Anderson's disease is one such rare genetic disorder resulting from malfunction of glycogen metabolism. It can also be termed as glycogen storage disease.
Causes of Anderson's disease
The incidence of Anderson's disease is purely genetic. The defect lies in the formation of amylotransglucosidase, which is the glycogen synthesis branching enzyme. This results in the deposition of abnormal glycogen in the liver and results in lethal effects.
It is transmitted as autosomal recessive traits from one generation to another. If both parents have recessive traits of this enzyme disorder, it is likely that their child will suffer Anderson's disease.
It is not caused by any infections of bacteria or viruses. It is purely a genetic disorder.
Symptoms of Anderson's disease:
These children are normal at birth, but symptoms appear during the first month of life. There is enormous muscle wastage and they fail to thrive. They become excessively lethargic with an enlarged liver and spleen. Almost all body organs are affected due to lack of adequate glucose and glycogen which are the important nutrients for tissue growth.
These affected children don't live for more than three years, mainly because of heart failure and bleeding from the oesophagus (the first part of the intestine that transmits food from mouth to the stomach).
There is excessive muscle wastage and atrophy (malformation in muscle structure), which affects their daily activities and results in failure to thrive.
Treatment of Anderson's disease:
No particular treatment option has been found to be effective against Anderson's disease.
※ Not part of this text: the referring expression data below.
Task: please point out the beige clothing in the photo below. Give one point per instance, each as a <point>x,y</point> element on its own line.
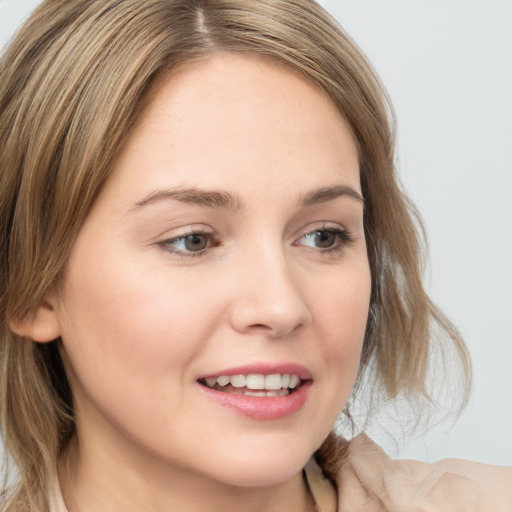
<point>369,481</point>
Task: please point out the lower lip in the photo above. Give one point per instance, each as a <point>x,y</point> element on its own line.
<point>261,408</point>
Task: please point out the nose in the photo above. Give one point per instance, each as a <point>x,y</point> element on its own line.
<point>269,299</point>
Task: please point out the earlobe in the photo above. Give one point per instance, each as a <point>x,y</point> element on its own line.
<point>41,326</point>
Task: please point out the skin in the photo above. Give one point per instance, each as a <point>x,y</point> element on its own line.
<point>141,317</point>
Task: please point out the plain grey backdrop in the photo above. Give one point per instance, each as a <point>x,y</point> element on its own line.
<point>448,67</point>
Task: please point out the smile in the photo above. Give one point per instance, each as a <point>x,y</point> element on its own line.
<point>254,384</point>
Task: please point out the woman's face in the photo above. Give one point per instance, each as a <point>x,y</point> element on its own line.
<point>227,247</point>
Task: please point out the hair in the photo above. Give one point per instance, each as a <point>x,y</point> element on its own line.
<point>73,82</point>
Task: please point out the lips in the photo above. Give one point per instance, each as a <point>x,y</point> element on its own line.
<point>254,384</point>
<point>259,391</point>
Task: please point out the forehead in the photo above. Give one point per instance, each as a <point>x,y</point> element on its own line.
<point>232,117</point>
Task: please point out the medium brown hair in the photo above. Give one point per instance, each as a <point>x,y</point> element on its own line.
<point>72,84</point>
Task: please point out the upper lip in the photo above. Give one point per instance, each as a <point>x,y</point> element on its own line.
<point>263,369</point>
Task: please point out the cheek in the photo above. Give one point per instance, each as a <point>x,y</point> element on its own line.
<point>120,320</point>
<point>341,316</point>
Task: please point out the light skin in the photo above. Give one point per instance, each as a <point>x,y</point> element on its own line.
<point>259,165</point>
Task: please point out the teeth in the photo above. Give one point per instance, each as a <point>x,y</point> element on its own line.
<point>294,381</point>
<point>211,381</point>
<point>273,382</point>
<point>223,380</point>
<point>257,382</point>
<point>238,381</point>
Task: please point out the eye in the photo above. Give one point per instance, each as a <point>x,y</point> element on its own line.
<point>190,244</point>
<point>325,239</point>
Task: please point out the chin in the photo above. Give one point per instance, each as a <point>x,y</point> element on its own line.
<point>255,468</point>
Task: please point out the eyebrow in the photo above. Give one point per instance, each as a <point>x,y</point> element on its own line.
<point>228,201</point>
<point>329,193</point>
<point>210,199</point>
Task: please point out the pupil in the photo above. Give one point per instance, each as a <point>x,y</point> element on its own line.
<point>325,239</point>
<point>195,242</point>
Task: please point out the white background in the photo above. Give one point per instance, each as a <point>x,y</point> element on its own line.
<point>448,67</point>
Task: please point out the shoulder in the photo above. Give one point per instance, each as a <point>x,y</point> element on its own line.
<point>369,480</point>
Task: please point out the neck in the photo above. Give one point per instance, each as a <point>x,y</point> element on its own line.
<point>96,479</point>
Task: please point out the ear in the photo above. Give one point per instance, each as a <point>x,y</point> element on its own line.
<point>41,326</point>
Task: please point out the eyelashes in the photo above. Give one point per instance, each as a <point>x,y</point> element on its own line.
<point>199,242</point>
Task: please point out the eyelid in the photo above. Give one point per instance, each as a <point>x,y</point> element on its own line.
<point>166,243</point>
<point>343,234</point>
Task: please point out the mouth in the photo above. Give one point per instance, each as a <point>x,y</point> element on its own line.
<point>255,384</point>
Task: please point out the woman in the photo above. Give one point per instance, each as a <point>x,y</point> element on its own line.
<point>205,248</point>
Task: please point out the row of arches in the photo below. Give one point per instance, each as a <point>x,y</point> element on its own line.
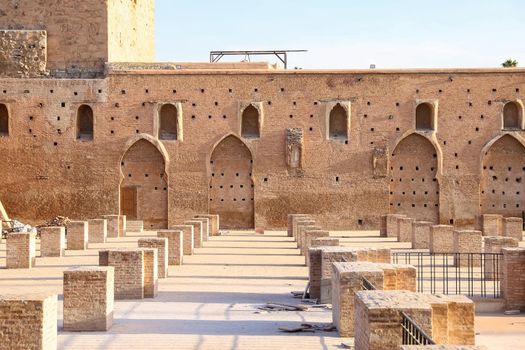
<point>414,179</point>
<point>414,188</point>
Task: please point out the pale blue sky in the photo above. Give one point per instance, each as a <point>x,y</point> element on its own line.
<point>347,33</point>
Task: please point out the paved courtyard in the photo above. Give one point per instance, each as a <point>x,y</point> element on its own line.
<point>211,301</point>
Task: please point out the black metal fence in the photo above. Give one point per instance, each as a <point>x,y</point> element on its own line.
<point>471,274</point>
<point>412,333</point>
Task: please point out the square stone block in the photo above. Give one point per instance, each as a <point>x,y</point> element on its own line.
<point>188,239</point>
<point>113,225</point>
<point>151,272</point>
<point>310,235</point>
<point>52,241</point>
<point>404,229</point>
<point>513,227</point>
<point>198,227</point>
<point>442,239</point>
<point>290,226</point>
<point>421,234</point>
<point>89,298</point>
<point>129,271</point>
<point>389,226</point>
<point>97,230</point>
<point>28,321</point>
<point>77,235</point>
<point>214,223</point>
<point>20,250</point>
<point>161,244</point>
<point>491,224</point>
<point>205,230</point>
<point>175,252</point>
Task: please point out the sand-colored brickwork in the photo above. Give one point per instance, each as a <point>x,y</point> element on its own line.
<point>88,298</point>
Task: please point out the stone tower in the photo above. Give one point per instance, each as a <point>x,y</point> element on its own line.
<point>73,38</point>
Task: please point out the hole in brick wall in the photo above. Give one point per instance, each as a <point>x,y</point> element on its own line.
<point>84,123</point>
<point>424,116</point>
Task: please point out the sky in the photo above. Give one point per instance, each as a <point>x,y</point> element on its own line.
<point>349,34</point>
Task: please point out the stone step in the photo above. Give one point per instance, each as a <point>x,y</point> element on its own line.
<point>134,225</point>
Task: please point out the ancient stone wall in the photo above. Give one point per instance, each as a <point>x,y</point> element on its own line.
<point>23,53</point>
<point>83,177</point>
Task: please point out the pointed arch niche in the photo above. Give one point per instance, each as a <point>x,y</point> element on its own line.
<point>231,190</point>
<point>414,185</point>
<point>144,185</point>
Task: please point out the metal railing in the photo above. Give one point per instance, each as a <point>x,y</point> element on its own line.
<point>412,333</point>
<point>471,274</point>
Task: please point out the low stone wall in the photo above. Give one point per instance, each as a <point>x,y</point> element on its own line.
<point>97,230</point>
<point>161,244</point>
<point>175,242</point>
<point>513,279</point>
<point>77,235</point>
<point>129,271</point>
<point>347,278</point>
<point>447,319</point>
<point>188,239</point>
<point>28,321</point>
<point>88,298</point>
<point>20,250</point>
<point>52,241</point>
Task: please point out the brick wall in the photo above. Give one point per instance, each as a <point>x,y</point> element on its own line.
<point>113,225</point>
<point>98,230</point>
<point>23,53</point>
<point>175,252</point>
<point>52,241</point>
<point>129,271</point>
<point>442,239</point>
<point>28,321</point>
<point>513,280</point>
<point>20,250</point>
<point>88,298</point>
<point>151,273</point>
<point>421,234</point>
<point>77,235</point>
<point>161,244</point>
<point>188,237</point>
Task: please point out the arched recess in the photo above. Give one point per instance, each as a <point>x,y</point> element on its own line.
<point>338,123</point>
<point>414,185</point>
<point>250,125</point>
<point>502,183</point>
<point>85,123</point>
<point>231,190</point>
<point>144,183</point>
<point>4,120</point>
<point>513,115</point>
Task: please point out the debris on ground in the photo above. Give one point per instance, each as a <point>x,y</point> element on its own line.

In most cases, only supportive therapy is practiced to improve quality of life. Improving and modifying the diet of these patients has been found to be useful in reducing liver size, to maintain blood glucose levels, and to promote adequate nutrition to muscles so that it helps growth and development.
Liver transplantation can be carried out in some children. The donated liver will be able to produce enough enzymes to metabolise blood glucose. However, this procedure may not be affordable by all since it is costly in terms of identifying the donor and also risky in terms of the actual surgical procedure.
Two other therapies that could be useful in treating these children are still in the experimental stage. One is enzyme replacement therapy, which is artificially instilling the enzyme into one's blood stream; the other is gene modification therapy to study the faulty gene traits causing enzyme deficiency and to modify them to meet our goal.
It is necessary that the parents monitor these children continuously for they may develop complications such as carcinoma, and heart and liver failure. Their prognosis depends on the severity of the deformity and usually these children die mostly at the end of second year of life.